With respect to the limitations of this scoping review, although three databases were used, other search engines and MeSH terms could have provided additional studies regarding gamification in this context. Second, another limitation is related to the characteristics of the studies and the nature of the scoping review. The comparative scarcity of studies and the marked heterogeneity in study methodology present challenges for a systematic review or meta-analysis. Finally, the broad nature of this review—although appropriate for a scoping review—limits the ability to provide specific conclusions on the basis of age group, game design, and health outcomes.

Conclusions

This study sought to identify and describe gamified eHealth interventions for health promotion and disease prevention in children and adolescents. Although scientific production has increased in recent years, few solid experimental studies that support the results are emerging.

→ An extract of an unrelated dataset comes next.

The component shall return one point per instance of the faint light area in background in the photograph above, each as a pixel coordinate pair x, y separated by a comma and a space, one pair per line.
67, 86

After evaluating perceived health outcomes and benefits, most studies concluded that gamification was effective compared with no gamification. Thus, gamification can be recommended as a strategy in the development of eHealth resources to improve children’s health. In studies that compared gamified versus nongamified interventions, improvements in the level of knowledge and behavioural changes were reported. The results for the clinical or physiological variables were not promising, perhaps because more time is needed for these changes to be observed. The positive trend of gamified interventions compared with traditional interventions should be studied further in the future. Similarly, the only evidence that analysed the effectiveness of gamified versus game-based interventions is that more studies are required in this regard.

The few theoretical frameworks used in some studies were all based on motivational models, except for the TMM, which was used in two studies, with contradictory results. Gamification must be based on a detailed motivational theoretical model in which the intrinsic motivation of participants is accounted for. A detailed explanation of the theoretical foundations for designing and evaluating gamified interventions and guiding future theoretical and empirical research is needed. Therefore, future research should consider and validate current theoretical frameworks and determine the most effective behavioural models in this field.

Similarly, a future line of research would be to identify the direct effects of the different attributes of games on the different outcomes observed. Analysing how each of the different components affects the results obtained would make it possible to design interventions based on gamification more efficiently.